Kakslauttanen Arctic Resort
Way above the Arctic Circle, where the snow is thick and fluffy, Lapland dazzles tourists with log cabin villages and Santa Claus. This white wilderness makes up one-third of Finland, located 625 miles north of Helsinki, the nation’s capital. Home to eight national parks and 180,000 inhabitants, Lapland sprawls over 93,000 square kilometers of land. It’s large and isolated—the barren landscape punctuated by tiny towns with more huskies than humans. Here, temperatures stay below zero from November through March. Summers are milder: average highs flutter in the high 60s from June through August.
Once part of Sweden, then Russia, today Lapland is all Finland: locals speak Finnish and the Euro serves as the currency. Six airports serve the area: Ivalo, Murmansk, Kuusamo, Kemi-Tornio, Kittila, Enontekio and, the busiest, Rovaniemi, which brings the bulk of tourists.

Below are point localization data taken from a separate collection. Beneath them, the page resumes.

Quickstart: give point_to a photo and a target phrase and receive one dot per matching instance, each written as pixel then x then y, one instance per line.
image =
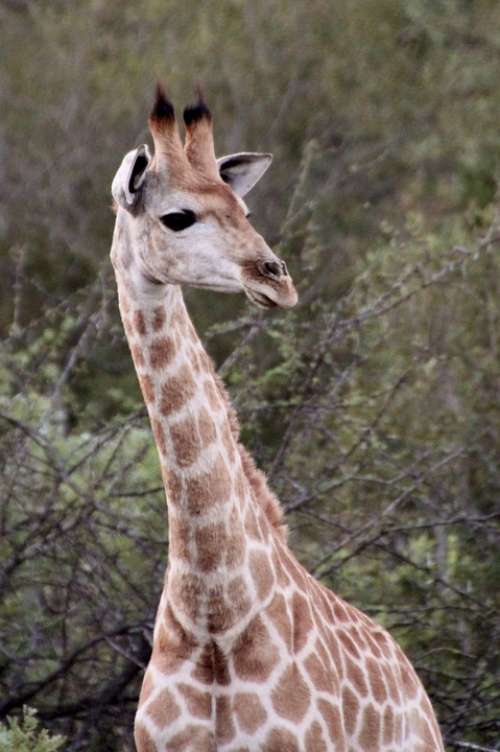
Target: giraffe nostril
pixel 271 268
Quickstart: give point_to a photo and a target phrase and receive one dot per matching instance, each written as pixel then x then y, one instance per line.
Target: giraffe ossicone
pixel 250 653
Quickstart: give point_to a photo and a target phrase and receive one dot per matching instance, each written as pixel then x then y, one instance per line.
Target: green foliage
pixel 373 405
pixel 26 736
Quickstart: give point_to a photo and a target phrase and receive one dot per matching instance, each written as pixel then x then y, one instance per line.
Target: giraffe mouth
pixel 260 299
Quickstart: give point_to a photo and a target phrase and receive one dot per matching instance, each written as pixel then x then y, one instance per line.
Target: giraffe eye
pixel 178 221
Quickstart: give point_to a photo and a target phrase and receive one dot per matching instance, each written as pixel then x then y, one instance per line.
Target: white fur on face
pixel 208 253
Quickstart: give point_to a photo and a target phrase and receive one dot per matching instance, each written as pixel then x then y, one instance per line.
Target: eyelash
pixel 177 221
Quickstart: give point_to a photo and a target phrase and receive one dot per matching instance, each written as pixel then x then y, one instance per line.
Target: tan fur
pixel 246 642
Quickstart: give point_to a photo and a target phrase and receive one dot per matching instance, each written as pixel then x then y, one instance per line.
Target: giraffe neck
pixel 220 570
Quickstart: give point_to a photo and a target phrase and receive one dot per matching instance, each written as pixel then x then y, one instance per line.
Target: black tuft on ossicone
pixel 163 108
pixel 197 111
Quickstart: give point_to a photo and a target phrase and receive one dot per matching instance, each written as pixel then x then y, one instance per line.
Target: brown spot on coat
pixel 137 355
pixel 147 388
pixel 173 645
pixel 209 488
pixel 186 441
pixel 187 591
pixel 301 619
pixel 177 390
pixel 163 709
pixel 350 706
pixel 193 738
pixel 356 677
pixel 249 711
pixel 262 573
pixel 348 643
pixel 224 725
pixel 161 352
pixel 159 435
pixel 229 442
pixel 147 687
pixel 255 655
pixel 206 427
pixel 319 675
pixel 369 735
pixel 291 696
pixel 139 323
pixel 199 703
pixel 339 611
pixel 210 545
pixel 281 740
pixel 314 739
pixel 158 318
pixel 409 680
pixel 212 396
pixel 178 538
pixel 333 720
pixel 174 487
pixel 278 613
pixel 143 741
pixel 388 725
pixel 377 684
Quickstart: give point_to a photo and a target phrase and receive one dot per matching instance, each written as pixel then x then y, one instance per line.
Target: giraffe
pixel 250 653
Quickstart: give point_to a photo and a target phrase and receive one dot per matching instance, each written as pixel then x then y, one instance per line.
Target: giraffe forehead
pixel 201 196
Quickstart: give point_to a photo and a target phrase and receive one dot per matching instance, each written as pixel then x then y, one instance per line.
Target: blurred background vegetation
pixel 373 406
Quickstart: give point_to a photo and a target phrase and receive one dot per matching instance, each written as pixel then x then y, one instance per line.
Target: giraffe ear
pixel 129 179
pixel 241 171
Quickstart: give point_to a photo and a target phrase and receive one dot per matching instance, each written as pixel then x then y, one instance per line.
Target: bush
pixel 25 735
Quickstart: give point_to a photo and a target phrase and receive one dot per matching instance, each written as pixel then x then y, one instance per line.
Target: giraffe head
pixel 183 213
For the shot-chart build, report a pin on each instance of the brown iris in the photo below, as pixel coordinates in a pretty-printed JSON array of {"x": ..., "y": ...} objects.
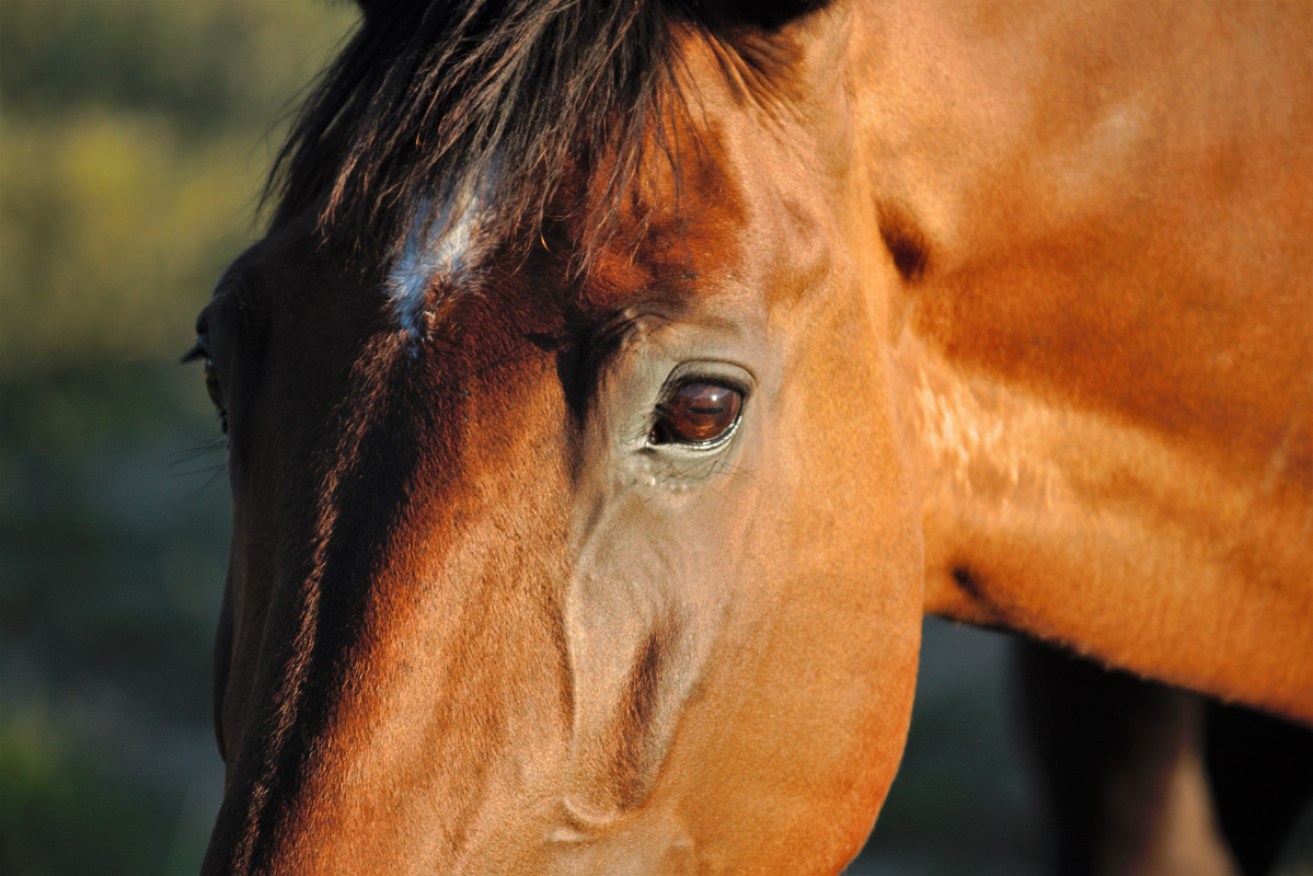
[{"x": 697, "y": 413}]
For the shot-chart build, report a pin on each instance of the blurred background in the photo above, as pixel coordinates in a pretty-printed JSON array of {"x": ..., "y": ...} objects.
[{"x": 134, "y": 135}]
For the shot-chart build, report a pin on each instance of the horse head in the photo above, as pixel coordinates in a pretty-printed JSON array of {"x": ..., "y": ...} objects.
[{"x": 571, "y": 529}]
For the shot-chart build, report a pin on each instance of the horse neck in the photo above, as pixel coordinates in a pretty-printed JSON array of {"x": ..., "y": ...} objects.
[{"x": 1081, "y": 528}]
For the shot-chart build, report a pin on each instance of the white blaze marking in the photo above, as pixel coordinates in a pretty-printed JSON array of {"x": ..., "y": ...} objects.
[{"x": 441, "y": 247}]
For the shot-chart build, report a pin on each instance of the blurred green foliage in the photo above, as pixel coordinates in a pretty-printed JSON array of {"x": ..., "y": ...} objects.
[{"x": 134, "y": 137}]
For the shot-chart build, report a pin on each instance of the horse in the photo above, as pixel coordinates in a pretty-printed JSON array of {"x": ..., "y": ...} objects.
[{"x": 620, "y": 384}]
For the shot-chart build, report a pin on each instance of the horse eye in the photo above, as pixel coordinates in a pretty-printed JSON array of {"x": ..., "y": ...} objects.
[{"x": 697, "y": 413}]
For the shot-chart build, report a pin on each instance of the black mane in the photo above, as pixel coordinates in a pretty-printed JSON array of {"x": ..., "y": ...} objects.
[
  {"x": 430, "y": 97},
  {"x": 441, "y": 97}
]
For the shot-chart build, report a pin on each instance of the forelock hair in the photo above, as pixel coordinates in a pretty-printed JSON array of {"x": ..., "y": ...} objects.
[
  {"x": 441, "y": 100},
  {"x": 489, "y": 99}
]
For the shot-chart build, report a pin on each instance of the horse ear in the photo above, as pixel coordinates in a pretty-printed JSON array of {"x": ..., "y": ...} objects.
[{"x": 638, "y": 645}]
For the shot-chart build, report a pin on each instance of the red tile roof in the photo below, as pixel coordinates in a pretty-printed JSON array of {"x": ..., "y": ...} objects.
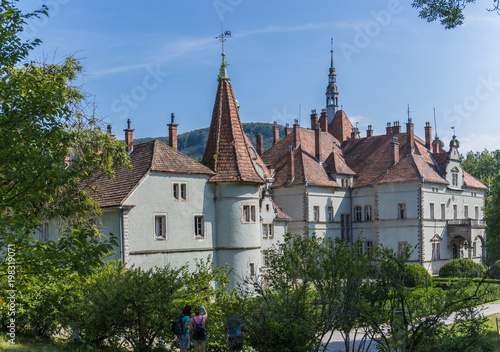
[
  {"x": 340, "y": 127},
  {"x": 228, "y": 152},
  {"x": 306, "y": 165},
  {"x": 152, "y": 156}
]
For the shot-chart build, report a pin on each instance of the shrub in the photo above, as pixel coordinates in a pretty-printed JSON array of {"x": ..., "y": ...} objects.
[
  {"x": 416, "y": 276},
  {"x": 494, "y": 271},
  {"x": 462, "y": 268}
]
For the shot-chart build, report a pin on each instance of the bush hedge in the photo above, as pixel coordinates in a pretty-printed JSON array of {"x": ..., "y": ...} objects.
[{"x": 463, "y": 267}]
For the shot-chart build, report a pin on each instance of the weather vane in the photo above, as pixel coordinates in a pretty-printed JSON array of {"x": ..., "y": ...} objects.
[{"x": 223, "y": 37}]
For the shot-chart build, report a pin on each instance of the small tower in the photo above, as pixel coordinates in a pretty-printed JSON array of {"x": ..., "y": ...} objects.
[{"x": 332, "y": 92}]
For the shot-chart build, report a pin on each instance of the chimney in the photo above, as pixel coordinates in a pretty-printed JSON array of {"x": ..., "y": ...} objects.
[
  {"x": 395, "y": 150},
  {"x": 410, "y": 137},
  {"x": 260, "y": 144},
  {"x": 428, "y": 136},
  {"x": 276, "y": 133},
  {"x": 296, "y": 133},
  {"x": 369, "y": 131},
  {"x": 323, "y": 120},
  {"x": 388, "y": 129},
  {"x": 317, "y": 142},
  {"x": 172, "y": 133},
  {"x": 396, "y": 128},
  {"x": 129, "y": 138},
  {"x": 314, "y": 119}
]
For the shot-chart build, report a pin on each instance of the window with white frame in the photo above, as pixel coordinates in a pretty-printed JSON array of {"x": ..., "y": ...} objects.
[
  {"x": 179, "y": 191},
  {"x": 401, "y": 210},
  {"x": 401, "y": 247},
  {"x": 331, "y": 214},
  {"x": 199, "y": 226},
  {"x": 160, "y": 227},
  {"x": 357, "y": 213},
  {"x": 345, "y": 227},
  {"x": 436, "y": 250},
  {"x": 265, "y": 258},
  {"x": 248, "y": 213},
  {"x": 454, "y": 179},
  {"x": 368, "y": 245},
  {"x": 368, "y": 213},
  {"x": 268, "y": 230},
  {"x": 316, "y": 213},
  {"x": 251, "y": 269}
]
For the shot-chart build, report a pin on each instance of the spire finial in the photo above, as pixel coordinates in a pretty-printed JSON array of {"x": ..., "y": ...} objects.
[{"x": 331, "y": 52}]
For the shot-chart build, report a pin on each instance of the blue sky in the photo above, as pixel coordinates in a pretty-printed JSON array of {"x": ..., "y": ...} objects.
[{"x": 145, "y": 61}]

Visitors make the two-mile journey from Rovaniemi Airport to Santa Park by foot, taxi or sleigh ride. Home to Santa’s workshop, an elf school, post office and gingerbread kitchen, the amusement park blends Christmas and Lappish culture—the traditions of the indigenous Sami people who live here.
Twenty-three miles, or a 30-minute hotel shuttle bus, from Ivalo Airport in Lapland’s northeast corner, lies Kakslauttanen Arctic Resort, a 148-room hotel known for its designer igloos—small pods with glass roofs that provide stunning sky views. Lucky guests can see the Northern Lights—a natural phenomenon that occurs in the northern hemisphere—at night directly from the warmth of their private igloos.
Other accommodation includes traditional cottages with contemporary decor and log chalets with a sauna and fireplace in every unit. Prices range from $220-590 per night for a standard room.
Kakslauttanen, just over from the Arctic Sea, serves as the perfect base for exploring this stunning patch of Lapland. Guests can go hiking, biking, fishing and horse riding in the winter or jump on the cruise that glides the nearby Lemmenjoki River in the summer. Also, the Urho Kekkonen National Park, known for its craggy rocks and trickling streams, is less than four miles away. Stand out activities include horse riding through the snowy winter forest, dog sled riding (!!) and a reindeer sleigh safari, which you can do at night to hunt for the Northern Lights.
After a day sightseeing, guests can relax in the largest smoke sauna in the world—great for treating achy muscles—or eat at one of two restaurants. The West Village Aurora Restaurant has a glass igloo bar and serves local Lappish cuisine like fresh fish and game meat. Breakfast and dinner are included in your daily rate. Editor’s note: 2 to 3 nights is the perfect amount of time here, especially if you are staying in an igloo.